Au cœur des échanges figurait l’éventualité de la modification de certains articles de la Constitution, notamment ceux relatifs à la limitation des mandats présidentiels et à l’âge. Sur ce sujet sensible, les deux intervenants ont défendu des positions diamétralement opposées, avec une force d’argumentation notable.

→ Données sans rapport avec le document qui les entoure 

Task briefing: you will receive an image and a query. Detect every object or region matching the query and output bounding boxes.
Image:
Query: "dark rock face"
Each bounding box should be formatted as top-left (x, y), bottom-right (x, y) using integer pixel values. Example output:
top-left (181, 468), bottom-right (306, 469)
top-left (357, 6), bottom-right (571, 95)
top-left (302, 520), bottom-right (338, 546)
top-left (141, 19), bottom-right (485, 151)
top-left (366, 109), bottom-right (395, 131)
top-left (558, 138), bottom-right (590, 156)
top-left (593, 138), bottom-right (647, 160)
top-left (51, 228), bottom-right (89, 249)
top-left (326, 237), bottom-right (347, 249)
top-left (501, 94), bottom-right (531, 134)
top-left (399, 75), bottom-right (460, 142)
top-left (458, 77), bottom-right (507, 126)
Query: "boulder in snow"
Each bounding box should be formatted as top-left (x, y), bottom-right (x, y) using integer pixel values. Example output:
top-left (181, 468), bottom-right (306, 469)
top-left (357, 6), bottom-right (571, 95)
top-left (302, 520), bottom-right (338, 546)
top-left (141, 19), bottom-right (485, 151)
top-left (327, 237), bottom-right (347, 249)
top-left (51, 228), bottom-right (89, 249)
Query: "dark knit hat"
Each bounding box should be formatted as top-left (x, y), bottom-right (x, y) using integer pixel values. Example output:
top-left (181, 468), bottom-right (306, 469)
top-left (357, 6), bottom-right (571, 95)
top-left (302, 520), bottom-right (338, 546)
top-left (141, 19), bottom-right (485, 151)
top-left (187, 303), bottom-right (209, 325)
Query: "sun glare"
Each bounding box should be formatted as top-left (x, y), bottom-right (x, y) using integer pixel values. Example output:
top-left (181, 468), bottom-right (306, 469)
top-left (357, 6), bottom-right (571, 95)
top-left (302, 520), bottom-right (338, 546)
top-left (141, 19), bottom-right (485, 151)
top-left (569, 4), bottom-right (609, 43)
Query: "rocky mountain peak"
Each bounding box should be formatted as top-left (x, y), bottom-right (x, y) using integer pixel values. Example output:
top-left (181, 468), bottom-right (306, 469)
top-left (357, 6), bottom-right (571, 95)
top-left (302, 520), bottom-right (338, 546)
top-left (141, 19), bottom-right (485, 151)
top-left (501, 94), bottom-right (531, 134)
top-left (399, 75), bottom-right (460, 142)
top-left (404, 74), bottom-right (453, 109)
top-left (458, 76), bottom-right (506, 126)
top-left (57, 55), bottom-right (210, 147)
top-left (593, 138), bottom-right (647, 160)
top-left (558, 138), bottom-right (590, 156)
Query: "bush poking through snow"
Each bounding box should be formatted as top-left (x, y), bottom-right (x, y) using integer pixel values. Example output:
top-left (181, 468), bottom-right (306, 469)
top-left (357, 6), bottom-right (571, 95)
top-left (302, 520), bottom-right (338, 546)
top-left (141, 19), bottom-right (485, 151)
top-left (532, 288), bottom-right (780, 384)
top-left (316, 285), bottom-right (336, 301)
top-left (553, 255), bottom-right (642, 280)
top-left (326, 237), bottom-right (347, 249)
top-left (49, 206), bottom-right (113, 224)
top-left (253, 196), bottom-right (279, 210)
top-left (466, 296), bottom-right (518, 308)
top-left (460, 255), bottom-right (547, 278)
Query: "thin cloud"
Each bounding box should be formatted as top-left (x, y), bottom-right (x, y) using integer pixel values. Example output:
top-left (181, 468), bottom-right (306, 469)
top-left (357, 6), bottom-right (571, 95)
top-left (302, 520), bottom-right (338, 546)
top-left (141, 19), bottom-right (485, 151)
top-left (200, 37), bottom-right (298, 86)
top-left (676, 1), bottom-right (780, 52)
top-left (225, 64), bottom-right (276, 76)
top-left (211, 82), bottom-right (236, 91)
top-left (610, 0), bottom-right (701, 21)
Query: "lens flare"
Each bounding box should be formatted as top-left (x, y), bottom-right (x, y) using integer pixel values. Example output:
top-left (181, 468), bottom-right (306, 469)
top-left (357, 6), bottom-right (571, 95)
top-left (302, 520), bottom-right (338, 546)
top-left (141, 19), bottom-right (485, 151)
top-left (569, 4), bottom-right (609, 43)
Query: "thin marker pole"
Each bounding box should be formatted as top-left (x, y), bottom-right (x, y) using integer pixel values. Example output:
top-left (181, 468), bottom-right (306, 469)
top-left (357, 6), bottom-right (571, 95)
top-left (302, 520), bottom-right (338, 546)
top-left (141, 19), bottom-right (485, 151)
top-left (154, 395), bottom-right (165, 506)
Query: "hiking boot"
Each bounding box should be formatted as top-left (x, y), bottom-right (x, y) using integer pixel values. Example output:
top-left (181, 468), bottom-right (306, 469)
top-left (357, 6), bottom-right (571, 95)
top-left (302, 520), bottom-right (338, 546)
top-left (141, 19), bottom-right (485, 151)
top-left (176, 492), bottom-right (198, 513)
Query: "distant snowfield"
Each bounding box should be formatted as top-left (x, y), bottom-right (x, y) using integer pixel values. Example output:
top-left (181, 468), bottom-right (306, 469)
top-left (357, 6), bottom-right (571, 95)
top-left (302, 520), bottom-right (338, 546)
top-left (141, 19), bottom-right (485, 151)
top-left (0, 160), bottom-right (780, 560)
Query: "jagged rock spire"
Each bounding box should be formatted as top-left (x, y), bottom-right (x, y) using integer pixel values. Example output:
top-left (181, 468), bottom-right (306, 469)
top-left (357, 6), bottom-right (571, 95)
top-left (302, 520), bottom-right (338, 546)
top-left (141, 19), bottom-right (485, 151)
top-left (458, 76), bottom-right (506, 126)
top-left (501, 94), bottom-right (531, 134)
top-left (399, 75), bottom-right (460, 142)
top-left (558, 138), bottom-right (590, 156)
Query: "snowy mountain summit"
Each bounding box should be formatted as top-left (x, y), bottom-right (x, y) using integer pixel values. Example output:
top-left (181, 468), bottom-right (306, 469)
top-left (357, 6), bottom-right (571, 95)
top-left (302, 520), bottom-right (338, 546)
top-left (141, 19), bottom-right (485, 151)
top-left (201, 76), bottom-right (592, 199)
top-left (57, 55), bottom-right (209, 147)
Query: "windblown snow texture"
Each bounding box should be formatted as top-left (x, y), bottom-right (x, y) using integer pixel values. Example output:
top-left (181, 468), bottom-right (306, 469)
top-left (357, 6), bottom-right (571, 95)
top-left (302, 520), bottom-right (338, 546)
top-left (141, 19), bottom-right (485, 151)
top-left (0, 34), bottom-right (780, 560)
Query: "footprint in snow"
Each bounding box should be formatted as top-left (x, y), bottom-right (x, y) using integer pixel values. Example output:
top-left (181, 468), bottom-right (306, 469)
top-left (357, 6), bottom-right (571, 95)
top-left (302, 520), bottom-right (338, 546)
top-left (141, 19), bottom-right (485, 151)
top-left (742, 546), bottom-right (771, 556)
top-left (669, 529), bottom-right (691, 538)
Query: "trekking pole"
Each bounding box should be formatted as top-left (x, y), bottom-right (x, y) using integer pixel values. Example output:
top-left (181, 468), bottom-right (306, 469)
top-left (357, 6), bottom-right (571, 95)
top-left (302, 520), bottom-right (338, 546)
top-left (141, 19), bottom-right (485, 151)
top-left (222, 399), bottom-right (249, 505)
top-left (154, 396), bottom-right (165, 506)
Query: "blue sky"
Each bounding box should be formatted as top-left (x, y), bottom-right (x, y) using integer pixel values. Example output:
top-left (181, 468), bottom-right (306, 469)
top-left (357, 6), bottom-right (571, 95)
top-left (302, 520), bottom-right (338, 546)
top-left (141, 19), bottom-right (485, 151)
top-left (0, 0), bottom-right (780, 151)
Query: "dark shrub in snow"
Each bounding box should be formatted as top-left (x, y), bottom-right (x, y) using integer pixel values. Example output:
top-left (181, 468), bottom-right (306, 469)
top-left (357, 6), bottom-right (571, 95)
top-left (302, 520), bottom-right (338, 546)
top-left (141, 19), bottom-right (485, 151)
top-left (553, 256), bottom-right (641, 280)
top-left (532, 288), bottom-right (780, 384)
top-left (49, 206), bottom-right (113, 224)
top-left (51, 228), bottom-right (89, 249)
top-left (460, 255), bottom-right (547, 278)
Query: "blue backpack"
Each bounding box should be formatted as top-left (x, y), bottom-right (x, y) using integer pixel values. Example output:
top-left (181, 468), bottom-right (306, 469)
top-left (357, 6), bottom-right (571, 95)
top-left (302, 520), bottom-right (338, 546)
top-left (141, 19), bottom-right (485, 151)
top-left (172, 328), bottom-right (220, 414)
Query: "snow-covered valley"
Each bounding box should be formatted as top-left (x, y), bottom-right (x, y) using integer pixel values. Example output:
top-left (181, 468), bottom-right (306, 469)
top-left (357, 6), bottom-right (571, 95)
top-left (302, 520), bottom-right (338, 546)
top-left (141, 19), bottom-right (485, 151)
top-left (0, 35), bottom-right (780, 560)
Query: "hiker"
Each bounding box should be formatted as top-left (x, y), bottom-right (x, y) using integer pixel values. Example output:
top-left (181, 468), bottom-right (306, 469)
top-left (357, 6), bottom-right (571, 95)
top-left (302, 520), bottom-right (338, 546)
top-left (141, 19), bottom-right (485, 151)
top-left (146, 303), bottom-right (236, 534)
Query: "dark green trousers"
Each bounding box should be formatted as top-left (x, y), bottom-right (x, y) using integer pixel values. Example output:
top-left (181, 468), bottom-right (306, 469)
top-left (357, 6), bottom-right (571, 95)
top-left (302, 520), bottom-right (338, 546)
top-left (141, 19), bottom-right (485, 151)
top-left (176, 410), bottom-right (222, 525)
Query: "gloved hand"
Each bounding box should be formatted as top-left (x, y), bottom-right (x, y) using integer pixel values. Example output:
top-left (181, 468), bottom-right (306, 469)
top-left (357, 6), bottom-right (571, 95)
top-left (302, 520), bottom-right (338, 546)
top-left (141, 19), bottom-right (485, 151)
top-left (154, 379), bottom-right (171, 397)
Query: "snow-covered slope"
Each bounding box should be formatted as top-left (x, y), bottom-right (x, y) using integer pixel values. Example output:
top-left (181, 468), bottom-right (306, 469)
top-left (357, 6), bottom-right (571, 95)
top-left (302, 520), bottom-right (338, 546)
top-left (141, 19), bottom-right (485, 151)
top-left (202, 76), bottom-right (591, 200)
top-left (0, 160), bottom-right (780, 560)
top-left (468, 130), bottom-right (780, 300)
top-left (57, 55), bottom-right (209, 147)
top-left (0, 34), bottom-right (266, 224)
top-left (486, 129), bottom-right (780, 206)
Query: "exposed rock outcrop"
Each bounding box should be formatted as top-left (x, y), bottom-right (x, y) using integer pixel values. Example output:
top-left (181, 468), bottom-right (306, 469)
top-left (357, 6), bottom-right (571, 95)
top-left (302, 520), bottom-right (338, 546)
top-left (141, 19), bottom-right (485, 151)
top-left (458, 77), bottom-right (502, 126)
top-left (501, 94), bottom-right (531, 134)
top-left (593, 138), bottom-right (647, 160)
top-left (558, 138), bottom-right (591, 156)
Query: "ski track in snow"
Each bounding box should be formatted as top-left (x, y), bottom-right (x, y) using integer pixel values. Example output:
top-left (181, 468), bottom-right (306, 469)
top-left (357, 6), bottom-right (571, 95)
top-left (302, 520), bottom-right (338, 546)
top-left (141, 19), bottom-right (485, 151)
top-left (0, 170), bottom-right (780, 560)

Pour Ould Mkheitir, aucun article de la Constitution n’est intangible. Selon lui, l’ensemble des dispositions constitutionnelles, y compris celles concernant l’âge et la limitation des mandats, peuvent être révisées. Il estime que le débat démocratique doit rester ouvert et que chaque acteur politique est libre de proposer les changements qu’il juge nécessaires.

À l’inverse, Ould Houndeya s’est montré catégorique : pas question, selon lui, de toucher à ces deux articles clés. Et même dans l’hypothèse où ils viendraient à être modifiés, toute révision ne devrait concerner que les mandats futurs et ne saurait, en aucun cas, profiter au président actuellement en exercice.

Si le débat s’est globalement déroulé dans un climat jugé acceptable, le ton est parfois monté, traduisant la sensibilité du sujet et la profondeur des divergences entre les deux hommes.

Abordant le rapport de force politique, Ould Houndeya a souligné que le pouvoir en place, disposant de l’armée, de l’autorité institutionnelle et des moyens financiers, demeure en position de force dans tout processus de consultation populaire.

De son côté, Ould Mkheitir a insisté sur la responsabilité des acteurs politiques, appelés selon lui à convaincre les citoyens de ne pas voter en faveur de la modification des articles concernés, plutôt que d’empêcher le débat ou d’interdire la proposition de réformes.

Ce face-à-face illustre une nouvelle fois l’ampleur des clivages autour de la question constitutionnelle en Mauritanie, à un moment où l’avenir institutionnel du pays suscite interrogations, débats passionnés et prises de position tranchées.